How hard could it be? I think. I can stretch for an hour.
Turns out yoga does not equal stretching.
I enter a room full of humans splayed out on colorful strips of spongy rubber. I hear one exhale a moan and see another on her back with her legs spread open, hands on her feet. There’s a bench in the front with a small stack of books and a large golden bowl that sits on a pillow. They are tools of the trade, but they seem out of place. I don’t see the connection between body and mind. I’d never been told that a bowl could sing.
I feel a bit out of place as I pick up a green mat and find a spot in the back, near a stack of foam blocks. The class quiets down as the instructor walks forward, the sleeves of her sweater falling softly behind.
My first class starts like most classes — in child’s pose. Knees to the mat, sit bones resting on heels, belly folded to thighs like a compressed spring. This first pose is supposed to be passive and familiar, a place of resting and ease, but during my first foray into yoga, everything feels foreign.
I’m told to find and focus on my breath like it’s gone missing. I think that’s sort of funny until I realize that it’s true — that I spend most of my day only half in my body and that the depths of my lungs are rarely put to use.
In the Jewish and Christian Scriptures, the Spirit of God is characterized as a wind or breath, as the ruach within that bears witness alongside the nefesh of life, the breath of the human. These two words delineate in Hebrew what we blend in English, the breath where all of our power comes from, all of our life on all of its levels.
“Yoga is not about doing it right,” says the instructor.

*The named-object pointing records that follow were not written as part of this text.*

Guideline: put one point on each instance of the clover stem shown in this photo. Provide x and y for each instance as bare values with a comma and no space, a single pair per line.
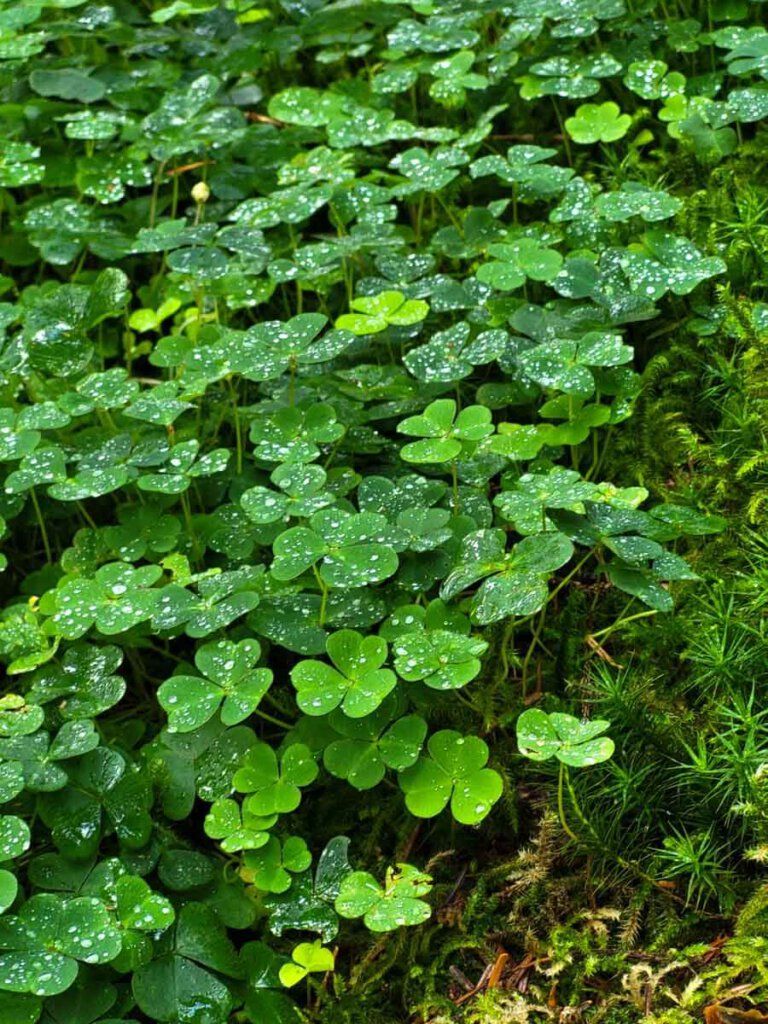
623,622
452,216
41,524
188,523
174,197
561,805
238,426
86,515
270,718
324,597
531,647
566,142
597,463
419,216
155,192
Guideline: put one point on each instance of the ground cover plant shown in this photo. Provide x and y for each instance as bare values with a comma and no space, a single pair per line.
383,483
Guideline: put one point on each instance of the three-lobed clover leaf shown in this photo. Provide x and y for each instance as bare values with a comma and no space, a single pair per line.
573,741
41,946
525,504
445,660
669,263
634,200
116,599
271,348
229,680
236,826
295,434
455,772
308,903
386,907
274,785
307,957
514,261
301,494
598,123
84,685
358,682
564,364
353,549
444,432
270,866
372,744
375,313
514,583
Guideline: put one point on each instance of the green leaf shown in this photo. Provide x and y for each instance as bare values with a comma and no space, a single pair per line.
386,907
308,957
598,123
577,743
455,772
357,684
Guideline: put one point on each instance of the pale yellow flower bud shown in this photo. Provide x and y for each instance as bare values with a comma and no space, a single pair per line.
201,193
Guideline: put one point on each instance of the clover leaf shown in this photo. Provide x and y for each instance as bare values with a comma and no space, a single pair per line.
236,826
574,742
269,349
302,495
525,503
637,201
357,683
514,582
221,598
42,945
274,786
670,263
455,772
375,313
445,432
141,909
308,957
563,365
228,681
354,549
84,684
308,904
295,434
386,907
270,866
19,165
117,598
598,123
372,744
514,261
443,659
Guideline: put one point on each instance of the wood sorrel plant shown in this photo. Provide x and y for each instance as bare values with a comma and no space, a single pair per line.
305,387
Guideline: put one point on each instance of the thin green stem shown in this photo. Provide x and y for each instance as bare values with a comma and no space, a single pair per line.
41,524
561,805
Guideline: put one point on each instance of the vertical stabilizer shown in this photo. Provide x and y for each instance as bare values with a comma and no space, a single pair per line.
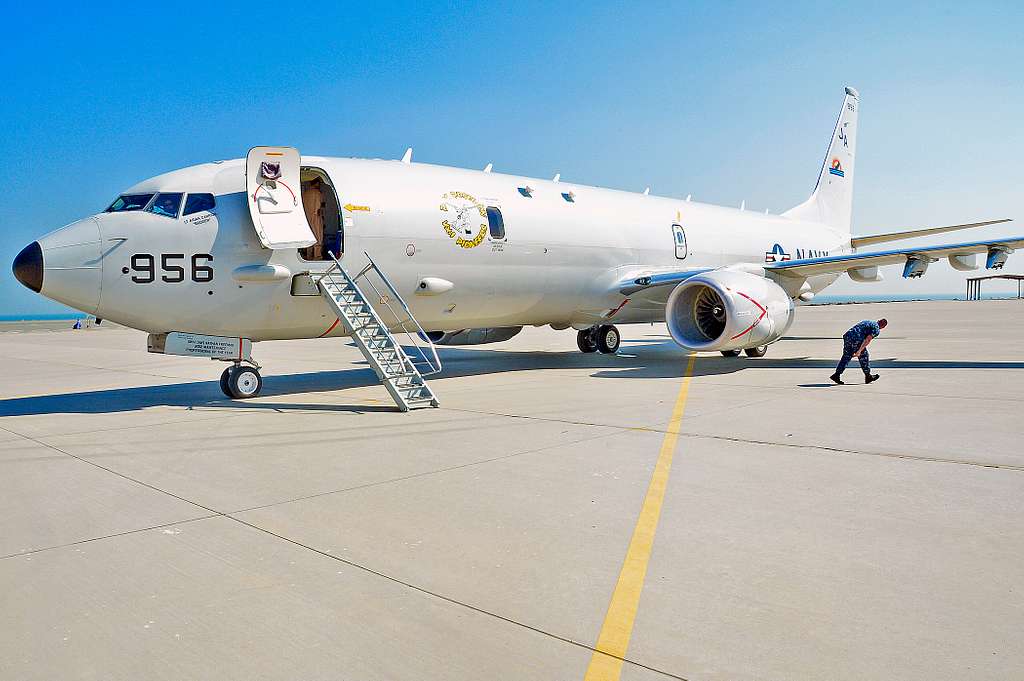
832,201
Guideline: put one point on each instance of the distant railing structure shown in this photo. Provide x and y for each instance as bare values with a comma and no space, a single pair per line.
974,285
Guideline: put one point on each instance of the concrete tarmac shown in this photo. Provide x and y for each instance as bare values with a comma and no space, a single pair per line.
151,528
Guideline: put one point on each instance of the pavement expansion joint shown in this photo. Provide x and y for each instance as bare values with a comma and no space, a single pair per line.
837,450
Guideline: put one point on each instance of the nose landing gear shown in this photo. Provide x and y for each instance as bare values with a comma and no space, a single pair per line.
604,339
241,382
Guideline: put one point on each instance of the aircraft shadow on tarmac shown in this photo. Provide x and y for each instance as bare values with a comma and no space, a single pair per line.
636,359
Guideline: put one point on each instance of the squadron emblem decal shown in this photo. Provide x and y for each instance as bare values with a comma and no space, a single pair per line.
464,218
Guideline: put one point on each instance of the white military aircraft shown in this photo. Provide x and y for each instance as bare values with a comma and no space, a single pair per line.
209,258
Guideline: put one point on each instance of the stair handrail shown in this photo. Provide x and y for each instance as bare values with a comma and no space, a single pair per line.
435,366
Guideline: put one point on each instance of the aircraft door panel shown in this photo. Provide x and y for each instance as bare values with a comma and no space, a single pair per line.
679,236
272,185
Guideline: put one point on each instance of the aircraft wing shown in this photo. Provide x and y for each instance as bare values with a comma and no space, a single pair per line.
915,260
911,233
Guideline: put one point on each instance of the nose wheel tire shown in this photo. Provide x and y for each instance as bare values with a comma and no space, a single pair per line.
241,382
587,340
758,351
607,339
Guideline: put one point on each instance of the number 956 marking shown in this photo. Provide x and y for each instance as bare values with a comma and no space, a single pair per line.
171,266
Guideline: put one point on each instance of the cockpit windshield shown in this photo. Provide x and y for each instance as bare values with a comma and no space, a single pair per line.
166,204
127,202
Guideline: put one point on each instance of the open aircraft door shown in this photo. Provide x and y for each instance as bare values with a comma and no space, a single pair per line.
272,185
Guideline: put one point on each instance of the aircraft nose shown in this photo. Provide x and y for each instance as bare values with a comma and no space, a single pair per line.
29,266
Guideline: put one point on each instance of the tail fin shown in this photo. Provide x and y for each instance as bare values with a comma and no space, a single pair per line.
832,201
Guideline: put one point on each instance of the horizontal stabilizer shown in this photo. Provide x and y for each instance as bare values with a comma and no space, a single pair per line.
857,242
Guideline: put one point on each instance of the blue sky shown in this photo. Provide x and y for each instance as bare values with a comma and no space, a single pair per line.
727,101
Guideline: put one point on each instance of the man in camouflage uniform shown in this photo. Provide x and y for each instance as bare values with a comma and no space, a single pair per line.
855,345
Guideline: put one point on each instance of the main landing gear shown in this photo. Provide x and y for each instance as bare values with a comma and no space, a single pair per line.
758,351
604,339
241,381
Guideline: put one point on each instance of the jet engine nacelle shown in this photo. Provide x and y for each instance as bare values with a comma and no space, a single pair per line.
727,310
472,336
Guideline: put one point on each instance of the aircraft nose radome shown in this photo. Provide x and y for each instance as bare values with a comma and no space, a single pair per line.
29,266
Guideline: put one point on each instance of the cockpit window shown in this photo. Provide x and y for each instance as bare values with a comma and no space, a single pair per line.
166,204
199,202
127,202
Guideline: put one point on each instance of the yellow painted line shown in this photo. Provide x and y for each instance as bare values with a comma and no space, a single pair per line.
606,663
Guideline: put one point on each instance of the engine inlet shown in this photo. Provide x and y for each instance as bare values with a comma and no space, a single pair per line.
709,312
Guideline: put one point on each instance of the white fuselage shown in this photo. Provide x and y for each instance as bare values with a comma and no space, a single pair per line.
559,262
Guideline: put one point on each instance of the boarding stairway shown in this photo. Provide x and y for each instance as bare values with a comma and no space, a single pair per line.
400,373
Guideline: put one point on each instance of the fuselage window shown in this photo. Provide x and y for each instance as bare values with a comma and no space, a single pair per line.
680,238
496,223
166,205
127,202
197,203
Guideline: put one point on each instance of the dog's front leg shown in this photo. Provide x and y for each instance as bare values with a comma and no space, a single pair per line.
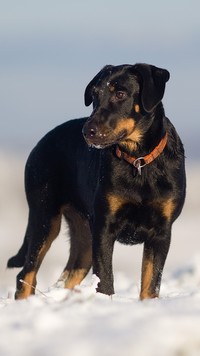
103,244
154,257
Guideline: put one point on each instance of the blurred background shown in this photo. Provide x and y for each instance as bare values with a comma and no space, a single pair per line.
49,51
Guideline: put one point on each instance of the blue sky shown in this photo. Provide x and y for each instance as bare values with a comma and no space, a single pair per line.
50,50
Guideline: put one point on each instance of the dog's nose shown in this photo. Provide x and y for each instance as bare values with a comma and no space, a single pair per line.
89,131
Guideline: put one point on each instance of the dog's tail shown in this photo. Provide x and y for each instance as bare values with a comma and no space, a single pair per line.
19,259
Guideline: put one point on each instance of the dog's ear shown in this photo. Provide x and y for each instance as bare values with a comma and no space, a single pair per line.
153,84
88,90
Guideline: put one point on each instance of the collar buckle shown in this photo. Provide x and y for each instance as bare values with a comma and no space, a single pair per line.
139,163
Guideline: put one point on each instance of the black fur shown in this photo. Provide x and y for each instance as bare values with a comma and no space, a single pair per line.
74,171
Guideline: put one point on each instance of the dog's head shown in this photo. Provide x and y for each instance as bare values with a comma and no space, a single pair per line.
122,96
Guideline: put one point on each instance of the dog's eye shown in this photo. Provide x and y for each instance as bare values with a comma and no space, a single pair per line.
120,95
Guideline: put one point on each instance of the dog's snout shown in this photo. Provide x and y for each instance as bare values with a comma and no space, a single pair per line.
89,131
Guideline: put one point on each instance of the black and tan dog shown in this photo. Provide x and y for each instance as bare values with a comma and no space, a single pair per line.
117,175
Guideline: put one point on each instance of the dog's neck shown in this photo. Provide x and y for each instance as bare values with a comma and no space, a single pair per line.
135,152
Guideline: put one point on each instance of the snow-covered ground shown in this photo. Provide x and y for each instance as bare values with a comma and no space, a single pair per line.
61,323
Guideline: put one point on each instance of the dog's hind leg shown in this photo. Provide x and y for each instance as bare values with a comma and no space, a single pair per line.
80,258
19,259
41,231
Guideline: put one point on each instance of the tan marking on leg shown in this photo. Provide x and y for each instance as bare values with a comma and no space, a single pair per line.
115,202
28,284
168,208
147,276
75,277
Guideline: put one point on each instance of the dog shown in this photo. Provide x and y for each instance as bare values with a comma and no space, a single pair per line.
118,175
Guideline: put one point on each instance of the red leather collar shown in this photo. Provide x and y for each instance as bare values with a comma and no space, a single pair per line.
140,162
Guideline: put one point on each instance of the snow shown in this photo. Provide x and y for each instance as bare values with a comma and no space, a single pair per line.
82,322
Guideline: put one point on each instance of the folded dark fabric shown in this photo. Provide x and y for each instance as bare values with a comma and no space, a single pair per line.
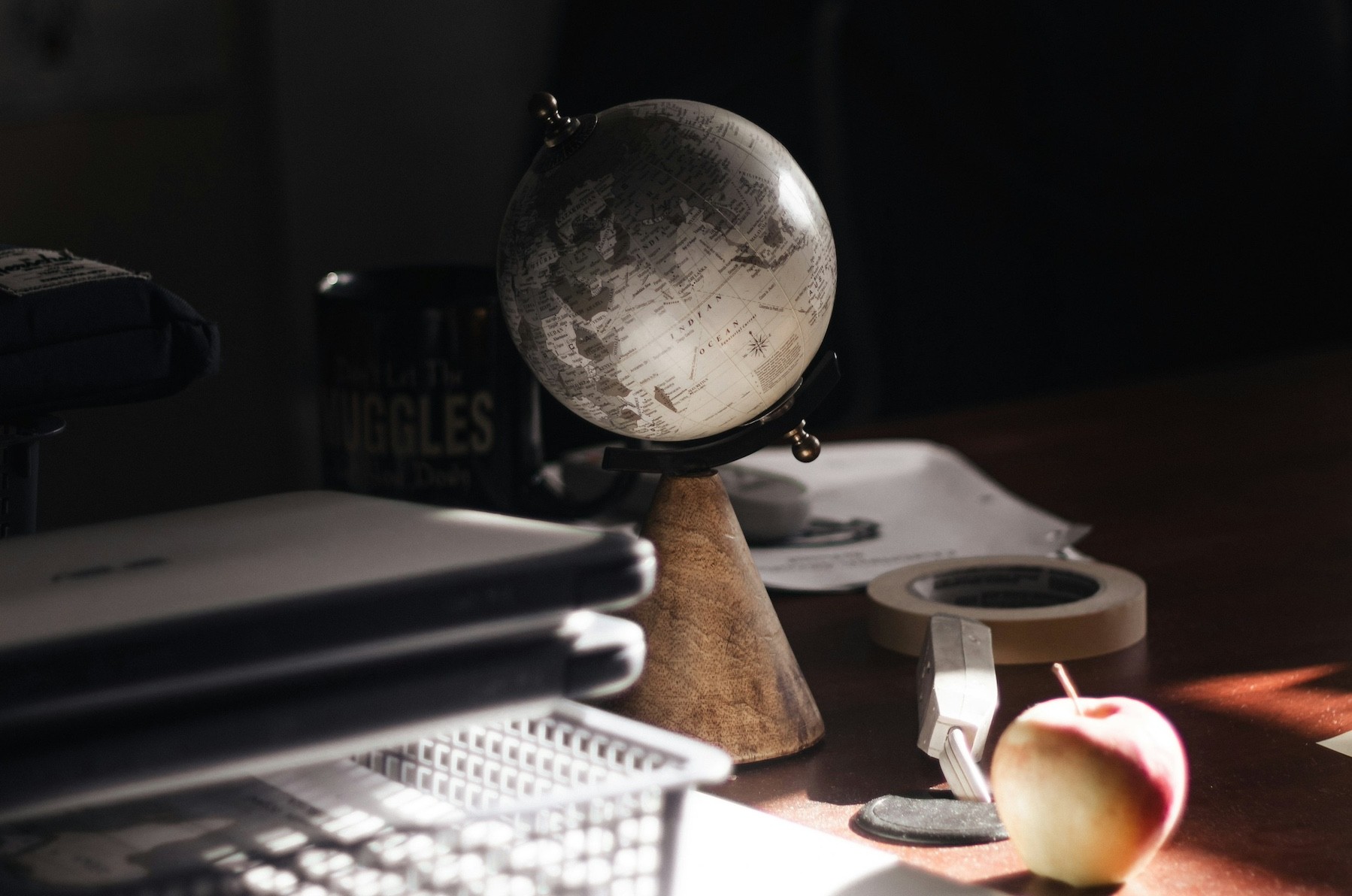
77,333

Every other instructor I will ever have will say the same thing, but my first time on a mat, getting it right is all I can think about. I don’t know any of the poses or how they connect. I’m not sure what a flow is, but I can tell that I’m not in one. I spend most of my time watching other students bend and glide and cycle with ease as I fake my way through. My arms flail, my hips are tight, and my legs are shaky. I make it through class wondering if I’ve actually done yoga at all.
For years after that first class, yoga will be something that I do randomly to relax or socially to connect. I’ll go to yoga the way that some people go to church — when I’m invited or when I feel like it, but only if it fits into my life. It will be a persona I try on, but not a practice that I own.